Assembleia publica requerimento de CPI que investigará BRK Ambiental

  • 08/Mar/2018 21h06
    Atualizado em: 08/Mar/2018 às 21h06).


O Diário da Assembleia Legislativa do Tocantins trouxe nesta
quarta-feira, 7, a publicação do requerimento de autoria do deputado
Osires Damaso (PSC) que requer a instalação de uma Comissão Parlamentar
de Inquérito (CPI) para investigar ações da BRK Ambiental, empresa
concessionária de serviços de água e esgoto no Tocantins. De acordo com
o autor do requerimento, a empresa é suspeita de praticar
irregularidades, como abuso nas cobranças dos consumidores.

A solicitação se baseia no artigo 58, parágrafo 3º da Constituição
Federal; artigo 18, parágrafo 3º da Constituição Estadual, e no artigo
53 do Regimento Interno desta Casa de Leis. O requerimento, além da do
seu proponente, recebeu a assinatura de mais 11 deputados.

Para Damaso, essa investigação é imprescindível, pois a CPI esclarecerá,
além das denúncias de usuários de supostas cobranças indevidas e
abusivas, outras irregularidades, como a relação entre a BRK ambiental,
a Agência de Regulação de Palmas (ARP) e a Agência Tocantinense de
Regulação (ATR). Esclarecerá também possíveis acordos, faturamentos da
empresa, projetos de investimentos e aplicação de recursos, além de
averiguar contratos que tratam da privatização da Saneatins e da venda
para a Odebrecht e, posteriormente, à própria BRK.

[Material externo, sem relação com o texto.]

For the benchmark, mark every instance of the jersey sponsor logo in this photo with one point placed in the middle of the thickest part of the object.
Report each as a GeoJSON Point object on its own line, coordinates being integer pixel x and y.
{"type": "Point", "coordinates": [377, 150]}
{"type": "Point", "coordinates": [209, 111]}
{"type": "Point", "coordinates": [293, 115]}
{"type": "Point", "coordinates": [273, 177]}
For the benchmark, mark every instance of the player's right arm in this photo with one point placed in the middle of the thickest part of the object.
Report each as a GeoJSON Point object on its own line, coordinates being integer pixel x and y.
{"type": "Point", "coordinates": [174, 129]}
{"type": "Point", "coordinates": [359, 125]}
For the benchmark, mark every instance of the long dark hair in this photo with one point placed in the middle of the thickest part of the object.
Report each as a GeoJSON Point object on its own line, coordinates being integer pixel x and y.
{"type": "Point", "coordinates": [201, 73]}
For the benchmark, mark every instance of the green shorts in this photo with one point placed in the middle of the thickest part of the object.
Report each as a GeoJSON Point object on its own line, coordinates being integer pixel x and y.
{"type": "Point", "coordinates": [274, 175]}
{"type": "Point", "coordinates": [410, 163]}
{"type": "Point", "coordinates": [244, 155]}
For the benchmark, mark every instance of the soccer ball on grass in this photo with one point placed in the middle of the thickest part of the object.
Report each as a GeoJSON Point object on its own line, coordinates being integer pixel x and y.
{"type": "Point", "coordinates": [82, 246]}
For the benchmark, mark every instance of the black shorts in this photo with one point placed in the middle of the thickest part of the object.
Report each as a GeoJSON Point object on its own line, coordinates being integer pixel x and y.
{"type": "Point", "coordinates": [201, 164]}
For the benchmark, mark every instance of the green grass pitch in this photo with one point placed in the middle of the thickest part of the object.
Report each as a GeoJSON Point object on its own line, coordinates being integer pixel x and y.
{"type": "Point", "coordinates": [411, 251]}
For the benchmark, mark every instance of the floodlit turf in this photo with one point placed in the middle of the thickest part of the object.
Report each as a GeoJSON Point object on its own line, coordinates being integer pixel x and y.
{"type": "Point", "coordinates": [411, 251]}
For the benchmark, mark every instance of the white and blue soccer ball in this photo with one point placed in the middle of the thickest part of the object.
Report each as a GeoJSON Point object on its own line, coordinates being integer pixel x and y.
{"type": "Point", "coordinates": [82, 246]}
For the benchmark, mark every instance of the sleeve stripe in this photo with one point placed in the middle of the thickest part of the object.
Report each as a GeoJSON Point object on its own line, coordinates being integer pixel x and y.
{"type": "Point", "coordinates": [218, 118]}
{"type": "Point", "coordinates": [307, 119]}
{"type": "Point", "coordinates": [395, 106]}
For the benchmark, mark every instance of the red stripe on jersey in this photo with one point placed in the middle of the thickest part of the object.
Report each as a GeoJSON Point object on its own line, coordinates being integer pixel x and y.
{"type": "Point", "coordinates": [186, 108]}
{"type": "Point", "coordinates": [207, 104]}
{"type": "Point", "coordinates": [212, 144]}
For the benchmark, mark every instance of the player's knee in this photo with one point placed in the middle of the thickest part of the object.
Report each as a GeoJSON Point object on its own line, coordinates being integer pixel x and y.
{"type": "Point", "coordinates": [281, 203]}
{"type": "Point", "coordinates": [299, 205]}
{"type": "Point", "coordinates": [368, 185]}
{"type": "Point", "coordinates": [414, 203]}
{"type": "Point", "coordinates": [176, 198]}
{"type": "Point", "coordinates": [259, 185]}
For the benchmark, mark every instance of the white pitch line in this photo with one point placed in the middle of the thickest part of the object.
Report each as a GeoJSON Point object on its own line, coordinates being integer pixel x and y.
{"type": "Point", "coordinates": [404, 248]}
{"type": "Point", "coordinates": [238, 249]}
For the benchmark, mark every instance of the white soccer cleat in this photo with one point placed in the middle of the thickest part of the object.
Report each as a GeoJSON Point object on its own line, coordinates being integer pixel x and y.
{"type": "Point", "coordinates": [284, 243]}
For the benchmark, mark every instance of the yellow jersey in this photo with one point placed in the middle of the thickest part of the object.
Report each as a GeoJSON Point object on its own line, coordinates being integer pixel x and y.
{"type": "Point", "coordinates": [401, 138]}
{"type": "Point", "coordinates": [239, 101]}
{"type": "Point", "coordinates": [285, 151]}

Outro ponto a ser investigado, segundo o requerente, é a forma de gestão
dos serviços prestados de manutenção, fiscalização e conservação dos
mananciais, rios e represas que abastecem as cidades, além de possíveis
crimes ambientais. Ele pretende também solicitar auditoria externa para
análise da fórmula de reajuste da tarifa cobrada pelos serviços de
abastecimento de água e de esgoto.

A CPI visa ainda requerer documentos com informações sobre a evolução
histórica e a atual participação do Estado na estrutura de capital da
BRC. A intenção é buscar todo tipo de prova documental relativa à compra
e venda de ações entre o Estado, a Empresa Sul Americana de Montagens
(Emsa), a Odebrecht e a Brooksfield Ambiental (BRK), além de requerer o
que for relacionado à desestatização da Saneatins, assim como cópia de
todos os contratos de concessão vigentes com os municípios
tocantinenses.

Após a presente publicação no Diário da Assembleia, abre-se o prazo de
20 dias para que os líderes de blocos parlamentares façam a indicação
dos deputados membros da referida Comissão Parlamentar. A CPI, que
poderá atuar também durante o recesso parlamentar, terá o prazo de 120
dias, prorrogável por até metade desse período, mediante deliberação do
Plenário, para conclusão de seus trabalhos.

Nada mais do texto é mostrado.